Defines an "Operation" concept as reading (inputting) a "Data" concept.

e.g. "Sequence alignment" has input "Sequence"

## <a id="has_output">**has output**</a>

Defines an "Operation" concept as writing (outputting) a "Data" concept.

e.g. "Sequence alignment" has output "Sequence alignment"

has topic

Defines a "Data" or "Operation" concept as being within the scope of a "Topic" concept.

e.g. "PolyA signal identification" has topic "Sequence sites, features and motifs"

is identifier of

Defines that an "Identifier" concept identifies a "Data" concept.

e.g. "Sequence accession number" is identifier of "Sequence"

is format of

Defines that a "Format" concept is the format of a "Data" concept.

e.g. "Sequence format" is format of "Sequence record"

Rules

Rules define how concepts are related.

Rules by concept type

"Topic"

  • "Topic" is a "Topic" (specialisation of a topic)

"Operation"

  • "Operation" is a "Operation" (specialisation of an operation)
  • "Operation" has input "Data" (inputs a type of data)
  • "Operation" has output "Data" (outputs a type of data)
  • "Operation" has topic "Topic" (within a topic)

"Data"

  • "Data" is a "Data" (specialisation of a type of data)
  • "Data" has topic "Topic" (within a topic)

"Format"

  • "Format" is a "Format" (specialisation of a data format)
  • "Format" is format of "Data" (a format specification of a data type)
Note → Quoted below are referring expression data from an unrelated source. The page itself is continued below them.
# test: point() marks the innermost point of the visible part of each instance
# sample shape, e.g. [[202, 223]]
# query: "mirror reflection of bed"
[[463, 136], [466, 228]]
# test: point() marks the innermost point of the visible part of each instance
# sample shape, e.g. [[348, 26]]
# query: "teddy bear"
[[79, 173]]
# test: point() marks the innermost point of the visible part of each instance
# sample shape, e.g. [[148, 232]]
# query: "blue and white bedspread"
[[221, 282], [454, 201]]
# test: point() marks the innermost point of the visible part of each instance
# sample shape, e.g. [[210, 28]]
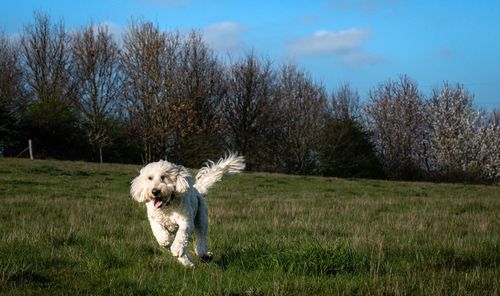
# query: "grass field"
[[71, 228]]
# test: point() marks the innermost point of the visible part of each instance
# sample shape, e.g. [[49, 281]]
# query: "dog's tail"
[[213, 172]]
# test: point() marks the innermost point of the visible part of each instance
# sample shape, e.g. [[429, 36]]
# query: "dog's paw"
[[186, 261], [177, 250], [206, 258]]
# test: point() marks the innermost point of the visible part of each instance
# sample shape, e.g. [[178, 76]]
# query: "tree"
[[11, 94], [489, 149], [195, 117], [304, 106], [95, 70], [454, 141], [397, 122], [345, 149], [250, 111], [149, 64], [49, 118]]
"Identifier" * "Identifier" is identifier of "Data" (identifier of a data type)

Rules by relation type

is a

  • "Topic" is a "Topic"
  • "Operation" is a "Operation"
  • "Data" is a "Data"
  • "Format" is a "Format"

has input

  • "Operation" has input "Data"

has output

  • "Operation" has output "Data"

has topic

  • "Operation" has topic "Topic"
  • "Data" has topic "Topic"

is identifier of

  • "Identifier" is identifier of "Data"

is format of

  • "Format" is format of "Data"

Concept deprecation

  • EDAM uses numerical identifiers to uniquely identify concepts. These identifiers will persist between versions: a given identifier and URI are guaranteed to continue identifying the same concept. This does not imply names (terms), definitions and other fields will remain constant, but they will remain true to concept.
  • Concepts that are deprecated will also persist; they will not be removed and will maintain their identifier and URI. A replacement concept, or suggested replacement is given for all deprecated concepts.

edamontology.org

The edamontology.org site provides content negotiation with respect to the desired media type (i.e. format, e.g. HTML, OWL, etc.). This applies also to the URIs of EDAM concepts that are in this way dereferencable, concise, and stable. Alternatively to requesting the format in the HTTP header, users can retrieve the desired content from a web browser by inserting _?format=<desiredformat>_ query into the URL.